"Despite High Unemployment, Several States Move To Cut Vital Unemployment Benefits (UPDATED)"
Our guest blogger is Heather Boushey, Senior Economist at the Center for American Progress Action Fund.
Unemployment insurance provides benefits to workers who are unemployed through no fault of their own and are actively seeking re-employment. In the wake of the Great Recession, the unemployment insurance system has been effective in helping families hardest hit by unemployment. In 2009 alone, unemployment benefits lifted 3.3 million families out of poverty.
Even though the unemployment rate remains at a near record high, CNN Money is reporting that a number of states are looking to cut back on benefits:
The jobless may soon find their state unemployment check is not in the mail. A growing number of states are looking to cut back on jobless benefits to minimize the increase in unemployment taxes businesses pay. State officials are concerned that these tax hikes could deter companies from hiring.
Some states, such as Florida and Arkansas, are debating reducing the number of weeks that the jobless can collect state unemployment. Others, including Indiana, want to limit the number of people eligible for benefits.
We knew this day it was coming. The unemployment insurance system is just that, an insurance system and, quite simply, not enough in “premiums” were paid in advance during the years the economy was growing in the 2000s to cover benefits if unemployment rose. During the Great Recession, states did not have enough money saved up to pay out benefits to the millions of unemployed and, as a result, they’ve been borrowing to the tune of tens of billions of dollars from the federal government.
As of March 21, 2011, 32 states and the Virgin Islands had insolvent trust funds and owed $45.9 billion to the federal government. The U.S. Department of Labor estimates that by fiscal year 2013 the amount of outstanding loans could grow to over $68.3 billion. These loan balances are significant, ranging from around one percent to over six percent of state’s total budgets. Now, those loans are coming due.
To address the problem, the Center for American Progress has laid out a comprehensive plan that not only addresses the immediate solvency crisis in the hopes of limiting unemployment benefit cuts in the near term, but also shores up the system for the next recession.
The plan forgives the trust fund loans of insolvent states and rewards states that maintained positive trust-fund balances on two conditions. First, states must agree to improvements to the core functions of the unemployment insurance system and a greater role for the federal government to ensure sufficient funds for times of high unemployment. Second, they must agree to reduce the wide disparity in eligibility rules and benefits across states by harmonizing standards.

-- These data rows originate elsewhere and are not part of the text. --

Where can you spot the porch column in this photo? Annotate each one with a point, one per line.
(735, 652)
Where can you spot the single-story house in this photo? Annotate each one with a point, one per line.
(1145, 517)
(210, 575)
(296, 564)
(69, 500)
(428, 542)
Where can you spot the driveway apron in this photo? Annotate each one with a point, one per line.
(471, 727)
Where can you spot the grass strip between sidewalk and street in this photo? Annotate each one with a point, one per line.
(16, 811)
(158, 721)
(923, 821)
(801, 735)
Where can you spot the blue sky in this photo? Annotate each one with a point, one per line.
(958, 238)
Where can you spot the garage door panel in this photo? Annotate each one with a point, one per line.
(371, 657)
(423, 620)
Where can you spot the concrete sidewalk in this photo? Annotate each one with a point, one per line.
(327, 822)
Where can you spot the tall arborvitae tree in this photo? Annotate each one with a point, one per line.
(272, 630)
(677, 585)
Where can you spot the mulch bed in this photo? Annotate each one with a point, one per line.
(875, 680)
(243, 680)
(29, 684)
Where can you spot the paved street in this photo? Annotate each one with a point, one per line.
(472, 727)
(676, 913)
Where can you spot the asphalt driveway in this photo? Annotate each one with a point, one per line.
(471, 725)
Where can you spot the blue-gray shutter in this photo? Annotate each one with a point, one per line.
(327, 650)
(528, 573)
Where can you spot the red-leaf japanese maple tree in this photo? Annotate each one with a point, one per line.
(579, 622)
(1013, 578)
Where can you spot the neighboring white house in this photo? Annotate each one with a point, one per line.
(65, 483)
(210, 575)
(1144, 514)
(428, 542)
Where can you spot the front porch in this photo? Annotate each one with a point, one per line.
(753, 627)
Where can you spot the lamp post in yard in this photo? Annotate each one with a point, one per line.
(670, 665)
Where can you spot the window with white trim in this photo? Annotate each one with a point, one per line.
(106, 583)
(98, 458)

This proposal will reduce costs for states as their labor markets struggle to emerge from the Great Recession, improve benefits for the unemployed, and better stabilize our economy in future recessions. The Obama administration has put forward a proposal in its recent budget that is a good first step, extending interest waivers on outstanding loans for a while longer. Sen. Dick Durbin (D-IL) has also introduced a bill that would forgive loans, but does not increase the federal role and, thus, cannot guarantee the system is sustainable in long-term.
Michigan joined the list of states looking to cut unemployment benefits in the face of high loans. Michigan’s state legislature voted to reduce the number of weeks that unemployed workers can collect benefits from 26 weeks, the national standard, to 20 weeks for those who lose their jobs and claim new unemployment benefits starting January 15, 2012.
The legislature cut benefits alongside a technical fix that makes available 20 weeks of federal benefits to the long-term unemployed. Republican lawmakers claimed that cutting benefits was necessary to “cut down on cheaters” and will be “cost-saving,” but at the expense of denying unemployed workers much-needed benefits. If the governor signs the legislation into law, it will make Michigan the only state to reduce state unemployment benefits to less than 26 weeks.